Re: [PATCH][RESEND] Revert "PM: ACPI: reboot: Use S5 for reboot"

From: Josef Bacik
Date: Wed Mar 17 2021 - 12:26:28 EST


On 3/16/21 10:50 PM, Kai-Heng Feng wrote:
Hi,

On Wed, Mar 17, 2021 at 10:17 AM Josef Bacik <josef@xxxxxxxxxxxxxx> wrote:

This reverts commit d60cd06331a3566d3305b3c7b566e79edf4e2095.

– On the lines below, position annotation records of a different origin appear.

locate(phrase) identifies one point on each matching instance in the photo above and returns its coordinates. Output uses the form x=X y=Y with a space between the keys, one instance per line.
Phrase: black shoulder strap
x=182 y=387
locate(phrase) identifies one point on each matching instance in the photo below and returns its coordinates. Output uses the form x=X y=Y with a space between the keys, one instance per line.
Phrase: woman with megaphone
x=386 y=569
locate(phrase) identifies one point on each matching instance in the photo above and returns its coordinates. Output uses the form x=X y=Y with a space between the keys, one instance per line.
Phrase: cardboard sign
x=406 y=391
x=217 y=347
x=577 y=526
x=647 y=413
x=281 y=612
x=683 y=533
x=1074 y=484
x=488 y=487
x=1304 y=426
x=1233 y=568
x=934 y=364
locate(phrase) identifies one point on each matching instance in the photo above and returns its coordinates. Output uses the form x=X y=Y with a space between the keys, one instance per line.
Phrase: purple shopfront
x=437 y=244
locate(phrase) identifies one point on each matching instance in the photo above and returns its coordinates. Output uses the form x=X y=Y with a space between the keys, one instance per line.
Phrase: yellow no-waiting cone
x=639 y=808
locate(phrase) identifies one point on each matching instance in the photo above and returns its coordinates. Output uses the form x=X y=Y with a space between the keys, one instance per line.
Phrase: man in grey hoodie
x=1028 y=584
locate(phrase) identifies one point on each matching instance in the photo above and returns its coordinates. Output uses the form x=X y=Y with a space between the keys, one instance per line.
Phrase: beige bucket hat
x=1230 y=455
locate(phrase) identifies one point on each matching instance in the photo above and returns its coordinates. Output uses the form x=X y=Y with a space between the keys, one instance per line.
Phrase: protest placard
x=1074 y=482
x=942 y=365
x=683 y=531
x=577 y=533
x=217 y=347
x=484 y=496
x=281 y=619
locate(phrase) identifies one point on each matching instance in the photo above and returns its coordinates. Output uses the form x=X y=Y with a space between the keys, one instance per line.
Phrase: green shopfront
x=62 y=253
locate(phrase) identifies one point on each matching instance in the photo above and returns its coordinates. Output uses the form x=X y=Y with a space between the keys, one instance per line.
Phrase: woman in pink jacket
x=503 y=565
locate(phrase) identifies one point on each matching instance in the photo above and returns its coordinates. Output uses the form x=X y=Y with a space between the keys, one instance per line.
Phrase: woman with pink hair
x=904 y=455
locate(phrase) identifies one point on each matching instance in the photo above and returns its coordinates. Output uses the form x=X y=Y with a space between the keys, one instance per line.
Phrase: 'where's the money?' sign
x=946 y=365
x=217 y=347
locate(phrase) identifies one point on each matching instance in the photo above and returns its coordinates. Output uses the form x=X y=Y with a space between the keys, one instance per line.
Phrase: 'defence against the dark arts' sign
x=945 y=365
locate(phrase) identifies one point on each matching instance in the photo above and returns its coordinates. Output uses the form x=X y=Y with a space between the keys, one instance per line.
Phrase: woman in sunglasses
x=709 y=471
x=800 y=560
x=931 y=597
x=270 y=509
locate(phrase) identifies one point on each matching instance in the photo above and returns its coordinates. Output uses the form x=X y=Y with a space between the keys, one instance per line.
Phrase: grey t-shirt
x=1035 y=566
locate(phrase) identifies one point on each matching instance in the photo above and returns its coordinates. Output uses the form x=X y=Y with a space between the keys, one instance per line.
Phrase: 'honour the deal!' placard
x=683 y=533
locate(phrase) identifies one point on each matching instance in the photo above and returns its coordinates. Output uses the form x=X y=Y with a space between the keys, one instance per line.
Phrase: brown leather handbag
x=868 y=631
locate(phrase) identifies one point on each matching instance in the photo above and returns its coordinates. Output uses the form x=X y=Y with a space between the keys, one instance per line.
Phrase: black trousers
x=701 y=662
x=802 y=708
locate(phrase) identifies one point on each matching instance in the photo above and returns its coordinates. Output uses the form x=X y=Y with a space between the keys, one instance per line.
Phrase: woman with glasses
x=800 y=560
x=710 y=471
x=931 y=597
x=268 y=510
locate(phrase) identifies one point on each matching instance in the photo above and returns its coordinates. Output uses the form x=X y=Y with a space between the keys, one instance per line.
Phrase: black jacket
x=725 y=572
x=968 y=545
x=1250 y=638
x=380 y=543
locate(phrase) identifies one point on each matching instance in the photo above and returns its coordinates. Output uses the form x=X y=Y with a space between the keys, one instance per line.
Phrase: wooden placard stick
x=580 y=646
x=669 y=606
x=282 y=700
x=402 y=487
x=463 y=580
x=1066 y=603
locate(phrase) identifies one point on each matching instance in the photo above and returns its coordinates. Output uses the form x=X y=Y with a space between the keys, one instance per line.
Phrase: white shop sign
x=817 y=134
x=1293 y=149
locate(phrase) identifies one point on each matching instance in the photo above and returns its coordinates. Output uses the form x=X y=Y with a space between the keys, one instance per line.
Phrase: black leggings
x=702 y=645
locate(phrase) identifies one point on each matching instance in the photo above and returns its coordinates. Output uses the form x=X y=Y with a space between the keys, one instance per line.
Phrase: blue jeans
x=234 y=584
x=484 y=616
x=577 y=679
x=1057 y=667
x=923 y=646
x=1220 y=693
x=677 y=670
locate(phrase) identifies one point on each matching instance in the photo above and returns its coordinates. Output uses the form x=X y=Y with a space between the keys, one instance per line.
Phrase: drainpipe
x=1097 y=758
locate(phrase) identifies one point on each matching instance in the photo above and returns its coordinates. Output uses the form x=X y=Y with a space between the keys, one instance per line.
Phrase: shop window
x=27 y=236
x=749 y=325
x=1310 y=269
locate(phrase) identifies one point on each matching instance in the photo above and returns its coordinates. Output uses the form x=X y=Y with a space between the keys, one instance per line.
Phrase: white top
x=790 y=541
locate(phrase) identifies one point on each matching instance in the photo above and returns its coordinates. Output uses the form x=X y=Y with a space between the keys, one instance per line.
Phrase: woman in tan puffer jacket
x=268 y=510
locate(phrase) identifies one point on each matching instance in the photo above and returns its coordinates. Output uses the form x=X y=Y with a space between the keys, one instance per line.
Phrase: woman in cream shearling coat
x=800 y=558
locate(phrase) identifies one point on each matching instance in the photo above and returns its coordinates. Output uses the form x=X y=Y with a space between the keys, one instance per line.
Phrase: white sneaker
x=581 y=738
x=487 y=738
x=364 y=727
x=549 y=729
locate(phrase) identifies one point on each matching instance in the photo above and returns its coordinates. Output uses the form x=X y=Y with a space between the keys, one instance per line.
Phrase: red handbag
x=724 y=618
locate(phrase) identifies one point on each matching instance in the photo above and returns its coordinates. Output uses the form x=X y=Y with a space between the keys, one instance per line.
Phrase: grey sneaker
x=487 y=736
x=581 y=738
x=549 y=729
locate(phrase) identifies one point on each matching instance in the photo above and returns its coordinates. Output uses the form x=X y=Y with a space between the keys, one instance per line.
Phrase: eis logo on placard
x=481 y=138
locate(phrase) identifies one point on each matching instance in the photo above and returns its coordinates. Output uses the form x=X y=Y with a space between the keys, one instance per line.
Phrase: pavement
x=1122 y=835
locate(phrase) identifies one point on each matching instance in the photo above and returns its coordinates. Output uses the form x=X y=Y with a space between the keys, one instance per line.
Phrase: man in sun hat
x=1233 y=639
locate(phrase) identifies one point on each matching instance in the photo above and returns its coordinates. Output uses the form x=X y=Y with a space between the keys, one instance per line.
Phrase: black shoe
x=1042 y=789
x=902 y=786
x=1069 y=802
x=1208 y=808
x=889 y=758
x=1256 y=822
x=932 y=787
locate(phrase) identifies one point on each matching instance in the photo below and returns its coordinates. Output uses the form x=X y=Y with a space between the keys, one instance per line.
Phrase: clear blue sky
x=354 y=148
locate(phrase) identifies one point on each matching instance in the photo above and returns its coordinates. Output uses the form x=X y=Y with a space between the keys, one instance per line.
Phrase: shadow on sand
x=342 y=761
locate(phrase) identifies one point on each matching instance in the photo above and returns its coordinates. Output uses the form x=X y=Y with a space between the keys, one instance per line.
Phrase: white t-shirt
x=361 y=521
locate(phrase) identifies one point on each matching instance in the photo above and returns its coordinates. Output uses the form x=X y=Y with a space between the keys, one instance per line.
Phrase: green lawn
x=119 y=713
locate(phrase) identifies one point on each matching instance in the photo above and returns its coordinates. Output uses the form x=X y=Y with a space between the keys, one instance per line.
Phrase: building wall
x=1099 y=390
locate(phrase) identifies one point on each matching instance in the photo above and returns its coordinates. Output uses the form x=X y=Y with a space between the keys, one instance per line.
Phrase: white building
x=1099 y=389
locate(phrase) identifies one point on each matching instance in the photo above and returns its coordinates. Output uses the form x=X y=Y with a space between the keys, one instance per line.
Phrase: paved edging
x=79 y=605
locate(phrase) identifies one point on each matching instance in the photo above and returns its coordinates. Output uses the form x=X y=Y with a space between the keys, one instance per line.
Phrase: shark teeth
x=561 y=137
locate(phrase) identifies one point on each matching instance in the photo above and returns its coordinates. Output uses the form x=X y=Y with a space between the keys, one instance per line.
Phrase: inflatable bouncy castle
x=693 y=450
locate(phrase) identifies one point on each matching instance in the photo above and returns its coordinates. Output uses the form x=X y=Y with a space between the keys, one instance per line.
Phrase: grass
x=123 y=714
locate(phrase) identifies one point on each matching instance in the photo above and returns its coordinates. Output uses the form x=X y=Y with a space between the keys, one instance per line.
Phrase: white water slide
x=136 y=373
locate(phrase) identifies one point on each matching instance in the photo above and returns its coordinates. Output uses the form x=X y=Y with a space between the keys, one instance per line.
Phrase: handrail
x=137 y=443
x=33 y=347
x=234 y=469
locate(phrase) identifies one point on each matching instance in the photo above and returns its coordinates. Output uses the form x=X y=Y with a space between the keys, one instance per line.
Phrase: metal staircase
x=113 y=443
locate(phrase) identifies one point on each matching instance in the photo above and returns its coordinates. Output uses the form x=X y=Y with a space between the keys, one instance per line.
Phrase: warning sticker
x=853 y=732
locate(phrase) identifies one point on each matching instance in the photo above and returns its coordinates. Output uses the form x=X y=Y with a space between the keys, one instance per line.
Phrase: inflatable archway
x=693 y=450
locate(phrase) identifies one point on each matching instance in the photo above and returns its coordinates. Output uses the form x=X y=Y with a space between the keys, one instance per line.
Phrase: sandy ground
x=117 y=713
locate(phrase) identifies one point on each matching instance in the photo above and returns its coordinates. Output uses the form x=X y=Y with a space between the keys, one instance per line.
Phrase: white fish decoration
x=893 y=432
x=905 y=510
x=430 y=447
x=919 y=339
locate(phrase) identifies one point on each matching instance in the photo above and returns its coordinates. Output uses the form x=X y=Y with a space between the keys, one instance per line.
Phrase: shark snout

This patch causes a panic when rebooting my Dell Poweredge r440. I do
not have the full panic log as it's lost at that stage of the reboot and
I do not have a serial console. Reverting this patch makes my system
able to reboot again.

But this patch also helps many HP laptops, so maybe we should figure
out what's going on on Poweredge r440.
Does it also panic on shutdown?


Sure I'll test whatever to get it fixed, but I just wasted 3 days bisecting and lost a weekend of performance testing on btrfs because of this regression, so until you figure out how it broke it needs to be reverted so people don't have to figure out why reboot suddenly isn't working.

Running "halt" has the same effect with and without your patch, it gets to "system halted" and just sits there without powering off. Not entirely sure why that is, but there's no panic.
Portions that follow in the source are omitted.